Inside Llewyn Davis has some excellent acting and interesting character development. The question that begs me to be asked is whether that is enough. The grays and dark tones of the movie come across clearly. Do the audience members need to see these shades to understand the difficulties of an artistic life? I would posit no. as a character study the movie succeeds at several levels. We see the main character an all the people he is tangentially related to clearly. the idea that the artistic life is cyclical is slammed home through the narrative.im any good story a clear and happy ending can be an easy cop out.Joel and Ethan do not give in 2 that formulaic and trite type of film creation. With that in mind, the movie is not entirely satisfying. This is a movie to be enjoyed bye students and academics of film making.

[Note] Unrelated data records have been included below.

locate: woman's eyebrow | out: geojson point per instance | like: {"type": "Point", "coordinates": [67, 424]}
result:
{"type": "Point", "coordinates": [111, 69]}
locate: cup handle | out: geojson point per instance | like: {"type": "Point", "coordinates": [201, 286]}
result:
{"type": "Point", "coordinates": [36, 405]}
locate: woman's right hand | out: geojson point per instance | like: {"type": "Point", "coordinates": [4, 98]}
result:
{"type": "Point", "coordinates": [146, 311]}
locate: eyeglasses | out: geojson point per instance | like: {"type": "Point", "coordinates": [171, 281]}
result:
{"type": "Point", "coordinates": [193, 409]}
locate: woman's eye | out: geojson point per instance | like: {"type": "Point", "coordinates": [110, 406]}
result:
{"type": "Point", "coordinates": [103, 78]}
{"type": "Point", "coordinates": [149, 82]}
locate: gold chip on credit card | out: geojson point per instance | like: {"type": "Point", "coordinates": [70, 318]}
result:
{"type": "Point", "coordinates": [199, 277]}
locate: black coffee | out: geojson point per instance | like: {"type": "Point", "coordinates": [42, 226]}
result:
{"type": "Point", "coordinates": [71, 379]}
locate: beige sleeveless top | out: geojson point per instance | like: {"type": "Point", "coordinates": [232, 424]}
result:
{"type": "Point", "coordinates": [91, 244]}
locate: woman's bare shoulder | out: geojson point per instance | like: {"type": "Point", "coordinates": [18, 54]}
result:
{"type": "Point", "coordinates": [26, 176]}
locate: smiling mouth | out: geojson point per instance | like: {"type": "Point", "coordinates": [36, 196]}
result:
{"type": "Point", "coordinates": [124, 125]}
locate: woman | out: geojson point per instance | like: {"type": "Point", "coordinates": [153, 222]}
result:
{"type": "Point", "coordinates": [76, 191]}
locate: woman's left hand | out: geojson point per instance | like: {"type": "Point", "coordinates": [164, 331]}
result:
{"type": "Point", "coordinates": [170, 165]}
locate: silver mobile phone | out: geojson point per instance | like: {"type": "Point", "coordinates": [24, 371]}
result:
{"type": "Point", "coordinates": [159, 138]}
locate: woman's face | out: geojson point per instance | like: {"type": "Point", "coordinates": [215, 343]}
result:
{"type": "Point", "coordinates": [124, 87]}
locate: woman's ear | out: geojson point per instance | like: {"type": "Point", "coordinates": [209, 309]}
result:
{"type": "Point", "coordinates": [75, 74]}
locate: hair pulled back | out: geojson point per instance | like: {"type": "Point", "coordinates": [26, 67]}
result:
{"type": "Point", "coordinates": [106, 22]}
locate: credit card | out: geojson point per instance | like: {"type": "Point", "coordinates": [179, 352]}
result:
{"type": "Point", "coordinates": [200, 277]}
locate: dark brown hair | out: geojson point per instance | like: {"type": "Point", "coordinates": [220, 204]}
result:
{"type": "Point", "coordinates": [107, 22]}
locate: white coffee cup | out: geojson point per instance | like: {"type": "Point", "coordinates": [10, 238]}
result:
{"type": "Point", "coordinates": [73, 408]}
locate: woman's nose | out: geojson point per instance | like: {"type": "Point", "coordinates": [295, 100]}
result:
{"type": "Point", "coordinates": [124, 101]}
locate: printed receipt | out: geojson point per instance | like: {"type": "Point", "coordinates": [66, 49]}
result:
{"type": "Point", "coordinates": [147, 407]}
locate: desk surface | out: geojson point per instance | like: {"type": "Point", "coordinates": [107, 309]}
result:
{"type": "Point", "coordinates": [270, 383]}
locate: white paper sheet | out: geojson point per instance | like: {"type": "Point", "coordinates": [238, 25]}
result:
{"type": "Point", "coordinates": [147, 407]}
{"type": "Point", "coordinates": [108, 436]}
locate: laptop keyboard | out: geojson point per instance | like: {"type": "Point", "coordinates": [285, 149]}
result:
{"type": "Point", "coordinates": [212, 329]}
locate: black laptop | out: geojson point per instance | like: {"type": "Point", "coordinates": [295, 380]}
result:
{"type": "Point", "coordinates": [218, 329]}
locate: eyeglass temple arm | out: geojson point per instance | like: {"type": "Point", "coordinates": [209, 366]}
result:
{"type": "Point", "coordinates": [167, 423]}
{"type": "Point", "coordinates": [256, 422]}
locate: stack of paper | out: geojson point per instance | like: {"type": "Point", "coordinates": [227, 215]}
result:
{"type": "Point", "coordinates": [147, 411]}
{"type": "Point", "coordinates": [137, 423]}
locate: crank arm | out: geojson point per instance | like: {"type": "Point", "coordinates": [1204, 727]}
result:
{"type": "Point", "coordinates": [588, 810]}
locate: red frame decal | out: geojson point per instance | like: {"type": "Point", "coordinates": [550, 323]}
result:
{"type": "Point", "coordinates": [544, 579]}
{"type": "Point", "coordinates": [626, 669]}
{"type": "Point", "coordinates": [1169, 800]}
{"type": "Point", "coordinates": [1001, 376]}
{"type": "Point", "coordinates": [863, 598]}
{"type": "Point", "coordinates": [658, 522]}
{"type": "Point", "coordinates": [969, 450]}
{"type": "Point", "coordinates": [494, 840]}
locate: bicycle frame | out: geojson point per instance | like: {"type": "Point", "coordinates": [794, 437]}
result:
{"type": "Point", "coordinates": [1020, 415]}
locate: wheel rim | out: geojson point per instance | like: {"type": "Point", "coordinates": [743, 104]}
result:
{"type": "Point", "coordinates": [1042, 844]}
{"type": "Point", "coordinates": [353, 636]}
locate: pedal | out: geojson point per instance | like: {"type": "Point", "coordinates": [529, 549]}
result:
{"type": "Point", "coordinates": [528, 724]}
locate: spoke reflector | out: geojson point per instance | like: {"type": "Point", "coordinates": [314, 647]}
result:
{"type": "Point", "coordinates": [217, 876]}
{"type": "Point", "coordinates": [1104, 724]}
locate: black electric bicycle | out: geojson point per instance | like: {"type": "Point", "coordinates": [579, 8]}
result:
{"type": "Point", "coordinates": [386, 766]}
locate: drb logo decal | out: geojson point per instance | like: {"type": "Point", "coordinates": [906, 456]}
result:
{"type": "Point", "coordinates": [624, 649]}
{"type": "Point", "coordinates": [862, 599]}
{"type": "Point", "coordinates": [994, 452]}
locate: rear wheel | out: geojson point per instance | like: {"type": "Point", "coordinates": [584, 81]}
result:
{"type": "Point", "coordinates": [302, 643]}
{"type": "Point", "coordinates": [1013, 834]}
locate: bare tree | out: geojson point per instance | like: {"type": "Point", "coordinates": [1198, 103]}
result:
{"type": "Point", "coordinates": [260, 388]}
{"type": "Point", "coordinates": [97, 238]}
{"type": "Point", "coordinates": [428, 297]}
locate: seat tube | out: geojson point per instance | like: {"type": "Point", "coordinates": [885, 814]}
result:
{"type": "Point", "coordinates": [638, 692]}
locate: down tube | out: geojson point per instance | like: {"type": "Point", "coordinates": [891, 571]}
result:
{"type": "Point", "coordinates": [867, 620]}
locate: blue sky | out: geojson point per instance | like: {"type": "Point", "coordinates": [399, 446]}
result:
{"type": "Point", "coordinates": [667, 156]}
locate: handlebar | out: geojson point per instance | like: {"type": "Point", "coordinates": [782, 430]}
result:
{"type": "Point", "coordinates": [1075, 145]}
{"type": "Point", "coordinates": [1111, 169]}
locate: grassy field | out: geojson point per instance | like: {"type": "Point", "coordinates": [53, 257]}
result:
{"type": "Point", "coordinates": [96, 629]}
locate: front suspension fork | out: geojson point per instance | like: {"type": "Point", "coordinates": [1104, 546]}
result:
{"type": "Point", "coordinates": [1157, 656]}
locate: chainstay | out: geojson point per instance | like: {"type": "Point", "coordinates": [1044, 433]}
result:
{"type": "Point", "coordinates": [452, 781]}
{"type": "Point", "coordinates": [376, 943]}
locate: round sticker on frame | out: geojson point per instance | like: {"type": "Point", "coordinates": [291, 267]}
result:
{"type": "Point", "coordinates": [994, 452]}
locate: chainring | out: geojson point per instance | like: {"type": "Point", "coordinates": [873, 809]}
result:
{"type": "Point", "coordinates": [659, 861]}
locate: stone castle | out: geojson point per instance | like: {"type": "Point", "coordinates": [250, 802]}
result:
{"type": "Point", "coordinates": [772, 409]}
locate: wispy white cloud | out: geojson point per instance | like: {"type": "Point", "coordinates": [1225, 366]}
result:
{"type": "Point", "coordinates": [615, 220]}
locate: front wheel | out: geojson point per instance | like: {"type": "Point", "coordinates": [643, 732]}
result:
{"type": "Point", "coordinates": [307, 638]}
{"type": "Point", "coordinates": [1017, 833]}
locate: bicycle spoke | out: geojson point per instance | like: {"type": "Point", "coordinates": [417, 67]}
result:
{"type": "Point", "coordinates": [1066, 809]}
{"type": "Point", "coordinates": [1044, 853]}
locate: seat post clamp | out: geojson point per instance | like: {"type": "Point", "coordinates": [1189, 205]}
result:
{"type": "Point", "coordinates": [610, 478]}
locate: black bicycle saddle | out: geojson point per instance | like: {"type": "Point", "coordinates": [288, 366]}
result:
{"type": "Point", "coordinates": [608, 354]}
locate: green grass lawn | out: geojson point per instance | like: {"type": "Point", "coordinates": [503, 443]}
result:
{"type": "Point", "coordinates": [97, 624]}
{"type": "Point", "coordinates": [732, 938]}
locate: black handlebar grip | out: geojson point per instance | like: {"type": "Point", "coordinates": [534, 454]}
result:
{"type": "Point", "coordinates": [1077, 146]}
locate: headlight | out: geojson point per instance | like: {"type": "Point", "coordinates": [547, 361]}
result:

Despite its earthy unclean tones, you have the feeling that it is to clinically completed.it may well be that reflecting on the film several days afterward will leave a different impression but that has not proven true for me. It was well worth the money spent to see it, but I would not put this movie in the upper levels of the Coen pantheon.
a beautiful film about the heartbreak of trying to make your life your art, haunting movie, one of the Coen's best.
I can't share the reviewers enthusiasm for this film which left me rather bored and glad it was over. The performances are all very good and the visuals are as usual spot on as you'd expect from the Coens. However, there isn't any satisfaction in the story. There are about 4-5 potential storylines for the film to follow which are hinted at but none are given any time or resolution. Whilst I often enjoy films which leave things unresolved this one left me cold as I really didn't care about any of the characters (other than the cat!). Also as a side note be aware that about 15 minutes of this film are folk singing. Whilst the singers are all very good I'm someone who doesn't have an ear for this genre so this was rather wasted on me.